Problem management tips
Avoid relying on reactive, root-cause analysis
There is rarely just one root cause behind an incident or problem. The best teams holistically consider all potential contributing factors and practice blameless analysis.
Encourage an open environment where problems are shared
Problem and incident analysis should be an open conversation where team members are encouraged to share the facts without fear of punishment or retribution.
Focus on critical services
Prioritize addressing the problems affecting the services that deliver the most value to the organization.
Ask questions and use the ‘5 whys’
Many teams find success using the “5 Whys” technique Taiichi Ohno, the architect of the Toyota Production System. Check out the Atlassian Team Playbook play to learn more.
Spread the knowledge
Open teams share knowledge and insights that their colleagues and adjacent teams can learn from.
Become a learning organization
Effective problem management isn’t something with an end date. Even the best-performing organizations have incidents. The true world-class teams are the ones who constantly iterate on their process, improve it, and lessen the impact of problems on their colleagues and customers.

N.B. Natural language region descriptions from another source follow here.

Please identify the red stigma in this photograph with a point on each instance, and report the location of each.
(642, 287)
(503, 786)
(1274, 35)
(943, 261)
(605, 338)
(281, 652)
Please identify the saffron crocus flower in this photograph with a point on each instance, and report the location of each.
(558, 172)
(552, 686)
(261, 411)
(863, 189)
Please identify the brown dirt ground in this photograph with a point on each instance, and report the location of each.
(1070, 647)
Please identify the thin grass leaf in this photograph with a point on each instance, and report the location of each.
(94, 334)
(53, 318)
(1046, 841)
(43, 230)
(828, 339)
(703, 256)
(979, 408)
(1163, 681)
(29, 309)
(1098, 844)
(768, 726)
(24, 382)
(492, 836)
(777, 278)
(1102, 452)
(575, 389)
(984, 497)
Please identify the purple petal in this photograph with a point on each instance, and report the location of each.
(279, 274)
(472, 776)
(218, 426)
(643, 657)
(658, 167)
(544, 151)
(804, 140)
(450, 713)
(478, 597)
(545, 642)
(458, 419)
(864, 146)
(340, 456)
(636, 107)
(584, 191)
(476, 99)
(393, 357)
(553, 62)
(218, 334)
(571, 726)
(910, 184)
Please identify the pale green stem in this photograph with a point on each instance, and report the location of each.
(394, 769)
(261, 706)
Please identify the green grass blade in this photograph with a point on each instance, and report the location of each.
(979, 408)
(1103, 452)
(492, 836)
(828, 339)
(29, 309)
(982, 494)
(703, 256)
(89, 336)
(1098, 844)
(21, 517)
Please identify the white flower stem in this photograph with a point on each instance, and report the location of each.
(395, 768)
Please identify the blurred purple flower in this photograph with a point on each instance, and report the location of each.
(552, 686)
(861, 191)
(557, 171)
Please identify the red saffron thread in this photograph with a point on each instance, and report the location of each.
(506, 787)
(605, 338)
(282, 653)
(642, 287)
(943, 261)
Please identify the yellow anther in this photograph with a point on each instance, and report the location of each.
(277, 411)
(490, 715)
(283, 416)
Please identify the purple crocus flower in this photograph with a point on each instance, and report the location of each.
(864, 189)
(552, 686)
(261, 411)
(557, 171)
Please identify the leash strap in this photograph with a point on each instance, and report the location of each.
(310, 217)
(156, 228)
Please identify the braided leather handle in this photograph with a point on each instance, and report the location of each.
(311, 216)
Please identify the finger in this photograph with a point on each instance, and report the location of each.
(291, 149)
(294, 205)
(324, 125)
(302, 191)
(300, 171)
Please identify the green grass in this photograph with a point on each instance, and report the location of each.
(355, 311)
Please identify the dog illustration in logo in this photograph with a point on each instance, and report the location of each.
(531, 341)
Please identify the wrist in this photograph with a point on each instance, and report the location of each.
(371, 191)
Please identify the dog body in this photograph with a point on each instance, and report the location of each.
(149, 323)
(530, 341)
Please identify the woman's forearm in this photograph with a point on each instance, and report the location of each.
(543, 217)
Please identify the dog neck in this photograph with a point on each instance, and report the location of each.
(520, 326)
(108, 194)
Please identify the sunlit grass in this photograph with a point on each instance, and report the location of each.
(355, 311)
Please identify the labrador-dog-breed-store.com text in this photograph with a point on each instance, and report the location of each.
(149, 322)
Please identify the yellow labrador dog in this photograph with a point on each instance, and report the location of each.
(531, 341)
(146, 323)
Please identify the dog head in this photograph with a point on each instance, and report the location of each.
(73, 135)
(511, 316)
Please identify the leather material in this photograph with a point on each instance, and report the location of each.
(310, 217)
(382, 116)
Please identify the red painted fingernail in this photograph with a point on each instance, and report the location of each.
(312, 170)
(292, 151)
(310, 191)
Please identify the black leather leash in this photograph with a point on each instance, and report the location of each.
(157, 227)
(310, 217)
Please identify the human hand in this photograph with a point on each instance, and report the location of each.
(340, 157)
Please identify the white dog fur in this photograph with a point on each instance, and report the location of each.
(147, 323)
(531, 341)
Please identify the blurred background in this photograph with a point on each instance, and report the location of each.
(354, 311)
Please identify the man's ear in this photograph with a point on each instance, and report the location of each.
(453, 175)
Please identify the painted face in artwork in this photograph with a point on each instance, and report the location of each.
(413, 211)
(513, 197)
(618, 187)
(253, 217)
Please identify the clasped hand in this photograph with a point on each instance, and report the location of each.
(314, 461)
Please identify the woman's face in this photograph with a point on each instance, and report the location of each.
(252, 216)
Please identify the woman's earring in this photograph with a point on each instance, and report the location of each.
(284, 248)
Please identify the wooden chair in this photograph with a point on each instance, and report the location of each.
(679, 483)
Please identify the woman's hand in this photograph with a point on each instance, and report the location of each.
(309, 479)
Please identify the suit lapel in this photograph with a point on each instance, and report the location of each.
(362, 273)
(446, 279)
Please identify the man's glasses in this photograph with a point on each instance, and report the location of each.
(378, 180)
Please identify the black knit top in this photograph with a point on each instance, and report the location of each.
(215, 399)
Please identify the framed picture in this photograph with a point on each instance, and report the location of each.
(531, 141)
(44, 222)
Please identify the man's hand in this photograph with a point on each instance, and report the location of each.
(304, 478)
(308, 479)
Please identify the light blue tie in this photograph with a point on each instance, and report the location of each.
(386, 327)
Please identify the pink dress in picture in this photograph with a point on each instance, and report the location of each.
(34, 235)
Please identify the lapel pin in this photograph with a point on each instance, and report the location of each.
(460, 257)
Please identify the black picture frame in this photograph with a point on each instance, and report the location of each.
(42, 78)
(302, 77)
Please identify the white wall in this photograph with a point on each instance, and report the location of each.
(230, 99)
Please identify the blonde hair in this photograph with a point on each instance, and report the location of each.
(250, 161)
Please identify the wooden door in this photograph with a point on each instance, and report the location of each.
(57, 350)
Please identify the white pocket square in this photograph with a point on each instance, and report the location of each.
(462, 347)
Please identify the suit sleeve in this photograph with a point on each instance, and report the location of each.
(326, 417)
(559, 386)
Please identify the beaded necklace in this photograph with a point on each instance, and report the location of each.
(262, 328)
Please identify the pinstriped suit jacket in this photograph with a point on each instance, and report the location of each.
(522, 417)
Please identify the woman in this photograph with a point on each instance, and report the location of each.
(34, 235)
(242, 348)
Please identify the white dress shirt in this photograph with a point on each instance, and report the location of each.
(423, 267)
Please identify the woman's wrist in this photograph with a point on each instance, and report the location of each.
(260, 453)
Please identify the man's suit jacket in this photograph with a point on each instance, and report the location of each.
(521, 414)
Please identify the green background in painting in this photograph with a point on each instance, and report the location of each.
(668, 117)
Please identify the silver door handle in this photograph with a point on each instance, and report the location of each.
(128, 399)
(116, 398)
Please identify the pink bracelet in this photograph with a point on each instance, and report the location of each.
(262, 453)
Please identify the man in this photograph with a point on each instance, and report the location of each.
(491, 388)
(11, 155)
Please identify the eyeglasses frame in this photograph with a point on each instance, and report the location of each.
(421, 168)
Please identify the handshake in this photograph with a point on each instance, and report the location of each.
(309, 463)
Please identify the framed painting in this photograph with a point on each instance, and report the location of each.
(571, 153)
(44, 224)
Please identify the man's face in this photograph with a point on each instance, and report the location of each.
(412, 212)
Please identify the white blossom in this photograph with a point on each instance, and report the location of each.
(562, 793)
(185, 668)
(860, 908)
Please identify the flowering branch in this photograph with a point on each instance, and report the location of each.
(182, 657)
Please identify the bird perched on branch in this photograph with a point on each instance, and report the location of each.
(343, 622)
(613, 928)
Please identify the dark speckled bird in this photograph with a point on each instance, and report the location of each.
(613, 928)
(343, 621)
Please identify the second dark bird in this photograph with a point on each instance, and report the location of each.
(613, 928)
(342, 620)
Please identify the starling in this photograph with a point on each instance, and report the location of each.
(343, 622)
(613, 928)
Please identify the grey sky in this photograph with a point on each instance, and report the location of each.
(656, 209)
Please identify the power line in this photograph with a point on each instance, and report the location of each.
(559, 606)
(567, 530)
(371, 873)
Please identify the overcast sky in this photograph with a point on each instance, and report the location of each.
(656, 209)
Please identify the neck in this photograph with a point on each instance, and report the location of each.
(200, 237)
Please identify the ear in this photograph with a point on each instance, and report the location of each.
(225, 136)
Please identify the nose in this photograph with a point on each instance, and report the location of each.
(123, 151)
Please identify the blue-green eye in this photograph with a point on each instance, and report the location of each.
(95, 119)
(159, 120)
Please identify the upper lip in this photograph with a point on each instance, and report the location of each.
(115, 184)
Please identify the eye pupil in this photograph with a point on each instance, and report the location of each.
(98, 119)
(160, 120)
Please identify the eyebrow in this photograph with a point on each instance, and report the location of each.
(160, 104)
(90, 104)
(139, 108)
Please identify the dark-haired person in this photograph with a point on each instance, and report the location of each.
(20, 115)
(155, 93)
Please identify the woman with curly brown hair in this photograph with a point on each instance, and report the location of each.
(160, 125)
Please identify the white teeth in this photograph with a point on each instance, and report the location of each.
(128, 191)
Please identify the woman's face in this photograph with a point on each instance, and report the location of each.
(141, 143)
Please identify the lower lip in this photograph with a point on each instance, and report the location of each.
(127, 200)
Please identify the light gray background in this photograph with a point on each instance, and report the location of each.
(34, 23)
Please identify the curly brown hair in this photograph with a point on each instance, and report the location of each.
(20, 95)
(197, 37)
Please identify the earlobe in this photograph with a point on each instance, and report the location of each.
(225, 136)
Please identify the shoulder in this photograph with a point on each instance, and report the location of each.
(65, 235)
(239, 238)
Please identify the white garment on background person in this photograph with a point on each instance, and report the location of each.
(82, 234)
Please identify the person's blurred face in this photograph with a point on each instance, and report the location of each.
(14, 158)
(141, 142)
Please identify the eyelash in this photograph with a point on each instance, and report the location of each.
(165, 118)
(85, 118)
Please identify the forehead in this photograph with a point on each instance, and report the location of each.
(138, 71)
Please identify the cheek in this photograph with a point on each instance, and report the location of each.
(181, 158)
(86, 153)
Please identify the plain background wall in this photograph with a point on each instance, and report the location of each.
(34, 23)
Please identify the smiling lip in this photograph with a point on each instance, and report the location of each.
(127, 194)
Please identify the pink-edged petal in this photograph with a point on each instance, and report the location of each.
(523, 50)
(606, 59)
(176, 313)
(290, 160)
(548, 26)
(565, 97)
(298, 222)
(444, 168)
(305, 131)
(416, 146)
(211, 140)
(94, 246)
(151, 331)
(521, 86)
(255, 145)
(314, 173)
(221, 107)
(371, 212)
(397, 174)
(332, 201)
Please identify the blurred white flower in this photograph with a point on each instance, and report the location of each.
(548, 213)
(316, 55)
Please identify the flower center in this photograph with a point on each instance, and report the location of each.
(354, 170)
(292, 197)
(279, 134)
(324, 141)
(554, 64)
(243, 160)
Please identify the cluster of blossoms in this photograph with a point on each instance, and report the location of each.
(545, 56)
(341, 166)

It’s important to develop a clear and standardized way to stay on top of follow-up actions. Since you should always be practicing problem management, it’s important to use ITSM software that will enable your team to prioritize tasks, track progress, and help associate incident issues with problems.
Incidents are often described as an unplanned investment in the future reliability of your service. Effective problem management delivers valuable service improvements while identifying and eliminating the driving forces behind incidents.